Monday, May 14, 2012

Fibromyalgia and pain management through art

I love experimenting with lettering, and I was really sleepy...
You may have noticed the recent lack of posts here. There is a reason, and it's not because I've lost interest in my blog. Instead, it's the usual reason- my fibromyalgia is causing me quite a few problems.

For the past few months, I've been having more and more issues with pain control, and I've been able to do less and less. Not good when you have a life to live, you know? For some reason, instead of telling my doctors how I'm actually doing, I tend to try and suck it up and just power through, hoping things will improve.

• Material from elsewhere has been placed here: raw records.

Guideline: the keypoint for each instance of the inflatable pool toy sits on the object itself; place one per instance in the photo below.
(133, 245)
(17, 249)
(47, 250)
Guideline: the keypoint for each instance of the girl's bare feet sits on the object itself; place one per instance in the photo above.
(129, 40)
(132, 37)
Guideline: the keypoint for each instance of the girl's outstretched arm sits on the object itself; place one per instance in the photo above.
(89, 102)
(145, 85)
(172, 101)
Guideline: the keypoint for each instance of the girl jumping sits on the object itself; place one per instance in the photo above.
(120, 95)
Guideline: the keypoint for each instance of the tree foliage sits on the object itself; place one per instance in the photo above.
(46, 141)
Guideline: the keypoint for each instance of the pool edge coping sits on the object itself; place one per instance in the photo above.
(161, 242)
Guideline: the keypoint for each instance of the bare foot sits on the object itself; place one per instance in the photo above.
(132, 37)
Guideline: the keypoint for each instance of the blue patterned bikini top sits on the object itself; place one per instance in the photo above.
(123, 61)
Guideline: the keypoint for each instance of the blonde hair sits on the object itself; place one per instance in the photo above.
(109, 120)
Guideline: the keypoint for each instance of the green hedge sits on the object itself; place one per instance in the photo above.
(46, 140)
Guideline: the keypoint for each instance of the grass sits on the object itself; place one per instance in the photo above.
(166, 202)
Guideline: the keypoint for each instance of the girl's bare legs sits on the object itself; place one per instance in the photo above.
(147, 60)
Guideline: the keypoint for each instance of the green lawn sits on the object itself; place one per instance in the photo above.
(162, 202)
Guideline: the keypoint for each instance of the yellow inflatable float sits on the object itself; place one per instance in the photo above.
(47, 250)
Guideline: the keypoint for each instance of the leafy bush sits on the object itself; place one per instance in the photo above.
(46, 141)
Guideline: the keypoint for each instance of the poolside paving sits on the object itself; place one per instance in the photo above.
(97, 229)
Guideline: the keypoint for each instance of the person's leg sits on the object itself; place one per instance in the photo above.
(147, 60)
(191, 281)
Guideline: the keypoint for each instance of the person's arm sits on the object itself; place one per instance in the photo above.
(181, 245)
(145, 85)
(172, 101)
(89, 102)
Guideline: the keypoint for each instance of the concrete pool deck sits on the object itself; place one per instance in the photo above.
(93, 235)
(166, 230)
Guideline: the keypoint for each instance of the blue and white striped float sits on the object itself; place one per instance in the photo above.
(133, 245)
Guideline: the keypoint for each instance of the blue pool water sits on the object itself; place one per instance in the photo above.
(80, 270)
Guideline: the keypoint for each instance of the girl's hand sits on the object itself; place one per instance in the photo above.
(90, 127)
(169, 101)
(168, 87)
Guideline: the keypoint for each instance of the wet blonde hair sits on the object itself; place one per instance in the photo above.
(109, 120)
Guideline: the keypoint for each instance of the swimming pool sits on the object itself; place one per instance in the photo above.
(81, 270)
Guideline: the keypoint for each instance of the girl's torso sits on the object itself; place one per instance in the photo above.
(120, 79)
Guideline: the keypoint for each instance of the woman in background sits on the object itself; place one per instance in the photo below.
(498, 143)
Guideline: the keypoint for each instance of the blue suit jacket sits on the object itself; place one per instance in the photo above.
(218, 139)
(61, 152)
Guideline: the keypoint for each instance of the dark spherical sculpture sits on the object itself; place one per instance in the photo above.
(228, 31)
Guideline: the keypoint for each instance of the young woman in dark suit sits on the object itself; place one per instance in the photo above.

Of course, that never works, and I just end up making myself and everyone around me miserable as I try. Then I end up feeling horribly guilty, like somehow I've failed for having so much fibro pain. It makes no sense, and I seem to keep going through this cycle- I improve to a point I'm starting to get more active and feel better, so I want to come down on the medications that help me feel better.

I drew this at the party for my niece's first communion.
I just didn't want to put her name out there on the nets. :D
Now we're in the stage where we fix it. We're making changes to my medications, slowly so that I don't end up an overmedicated zombie. Unfortunately, the change we made last month actually seems to have made things worse. This is definitely not fun...

It's been quite the experience, to say the least. I've been going with unpolished nails for a lot of the time, because I just don't have the energy to paint them, or because I'm shaking too badly from pain to actually do them. My son and my husband have been wonderful, trying to cheer me up and keep me laughing even if they can't make the pain go away.

That's why I'm writing this post- for those of you who have fibromyalgia too, or those of you who have a chronic health condition. Some days are just bad, and that's ok. I like to share what I do to make those days more tolerable.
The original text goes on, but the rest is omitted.